Indigenous peoples look on the cosmos as a living womb that nurtures their lives, and so they have less neeed to destroy or reshape it as more technologically developed cultures do (although they sometimes abuse the land and livestock as developed cultures do). Their goal could be described as achieving harmony in the personal, social, and cosmic realms, rather than gaining personal salvation or liberation as historical religions aim to do.
And she's right. It is different from Christian Spirituality. Christian Spirituality is primarily about connecting with the Holy Spirit.

Strangely enough, I looked for definitions of Spirituality before, but for some reason I hadn't looked at Wikipedia, which is strange, because that's usually my first stop. Anyway, I looked today, and what caught my attention was the section on spiritual practices:
  1. Somatic practices, especially deprivation and diminishment. Deprivation aims to purify the body. Diminishment concerns the repulsement of ego-oriented impulses. Examples include fasting and poverty.
  2. Psychological practices, for example meditation.
  3. Social practices. Examples include the practice of obedience and communal ownership, reforming ego-orientedness into other-orientedness.
  4. Spiritual. All practices aim at purifying ego-centeredness, and direct the abilities at the divine reality.
I'm giving the side eye to that last one. Maybe Supernatural would be a better description.

The interesting here though, is that even though there are wildly different definitions of spirituality, I think that in terms of practice, they all fall into these four categories.

I found some pretty good descriptions on Quora. Here's one: Anything that is not related to material world enters the domain of spirituality. I like this one because it is pretty all encompassing.

As I'm reading others definitions, what strikes me is that spirituality involves connecting to something. And this connection makes us better as people. To many people this connection is to the divine. Some people see the divine as God, some see it as nature. Some see it as a force that is present in all things. Some people see the connection as being with ourselves, to know ourselves better, to be better.





Sunday, May 20, 2018

Self-love vs. selfishness

There is a difference between self-love or self-esteem and selfishness. And it is an important difference. Selfishness is basically what the bible equates as evil. The bible also advocates loving others, but I have learned that this is not possible unless one loves self first.
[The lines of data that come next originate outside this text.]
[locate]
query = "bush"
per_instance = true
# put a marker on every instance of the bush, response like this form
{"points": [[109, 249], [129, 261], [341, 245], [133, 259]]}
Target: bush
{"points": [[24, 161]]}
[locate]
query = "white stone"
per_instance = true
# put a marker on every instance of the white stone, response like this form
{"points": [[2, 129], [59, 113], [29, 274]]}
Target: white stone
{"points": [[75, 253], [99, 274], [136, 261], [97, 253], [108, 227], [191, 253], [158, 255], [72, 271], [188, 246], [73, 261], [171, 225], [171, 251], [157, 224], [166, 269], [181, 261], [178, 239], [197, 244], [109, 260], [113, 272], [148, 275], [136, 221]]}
This is a topic that I definitely need to explore further, but right now, my studies are more pressing.

The opposite of cosmos

The opposite of cosmos is chaos. I wish I had known that sooner. That would have made my understanding of what cosmos means a lot easier.

Friday, May 18, 2018

Tribalism

For awhile now I have been talking about this mentality that I see in both political and religious circles of demonizing "the other." Somewhere I heard this described as tribalism. I searched for articles about this and found some good ones.

First I read this article by David P entitled How Tribalism Overrules Reason, and Makes Risky Times More Dangerous. He gives an example of religious tribalism from his youth, but explains that tribalism extends to politics, race, and gender as well. We choose tribalism, he says, to keep us safe, and it trumps morality, reason and anything else that would threaten our survival. But that's dangerous.
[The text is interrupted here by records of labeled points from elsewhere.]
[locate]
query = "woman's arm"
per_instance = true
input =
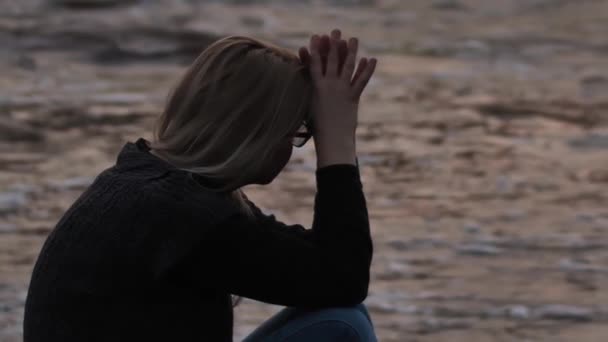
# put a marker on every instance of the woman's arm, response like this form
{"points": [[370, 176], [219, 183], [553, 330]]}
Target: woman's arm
{"points": [[289, 265]]}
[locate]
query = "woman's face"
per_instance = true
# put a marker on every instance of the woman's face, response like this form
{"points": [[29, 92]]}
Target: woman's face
{"points": [[278, 161]]}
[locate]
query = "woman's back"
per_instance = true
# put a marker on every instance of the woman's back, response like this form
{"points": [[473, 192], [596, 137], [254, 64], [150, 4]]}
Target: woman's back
{"points": [[101, 273]]}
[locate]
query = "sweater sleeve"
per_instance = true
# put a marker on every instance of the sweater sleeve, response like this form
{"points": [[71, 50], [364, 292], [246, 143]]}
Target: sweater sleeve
{"points": [[290, 265]]}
Amy Chua wrote about The Destructive Dynamics of Political Tribalism in the New York Times. She ends with this statement:
But the emergence of coastal elites as an insular minority is also rooted squarely in the breakdown of national unity — in the fracturing of our country into two (or more) Americas in which people from one tribe see others not just as the political opposition, but as immoral, evil and un-American. America desperately needs leaders with the courage to break out of the tribalist cycle, but where are we going to find them?
Toby Young follows up Chua's thinking in We are being destroyed by tribalism. Let's get rid of it.  He explains how Chua makes a correlation between Venezuela's Hugo Chavez and Donald Trump and how our political climate created an environment where working class whites were feeling disenfranchized and Trump stepped right in and gave them someone to rally behind.